Open a new Notepad session (Do not use a Word Processor or WordPad). Click "Format" and be certain that Word Wrap is not enabled. Right-click | Paste the Code box contents from above into Notepad. Click File, Save as..., and set the location to your Desktop, and enter (including quotation marks) as the filename: "CFscript.txt" .

Using your mouse, drag the new file CFscript.txt and drop it on the Combo-Fix.exe icon as shown:

• Important: Have no other programs running. Your Task Bar should be clear of any program entries including your Browser.
  
• Disable your Antivirus software. If it has Script Blocking features, please disable these as well.
  
• A window may open with a series of Disclaimers. Accept the Disclaimers to start the fix.
  When the scan completes Notepad will open with with your results log open. Do a File, Exit.

A caution - Do not run Combofix more than once. Do not touch your mouse/keyboard until the scan has completed, as this may cause the process to stall or your computer to lock.

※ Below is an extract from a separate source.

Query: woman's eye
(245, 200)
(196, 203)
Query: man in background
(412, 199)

The scan will temporarily disable your desktop, and if interrupted may leave your desktop disabled. If this occurs, please reboot to restore the desktop. Even when ComboFix appears to be doing nothing, look at your Drive light. If it is flashing, Combofix is still at work.

Post back the Combofix log on your next reply.

STEP 03

Update Avast AV and scan your system and let me know if it finds anything or not.

STEP 04

Next, download Security Check from here or here.

• Save it to your Desktop.
  
• Double click SecurityCheck.exe and follow the onscreen instructions inside of the black box.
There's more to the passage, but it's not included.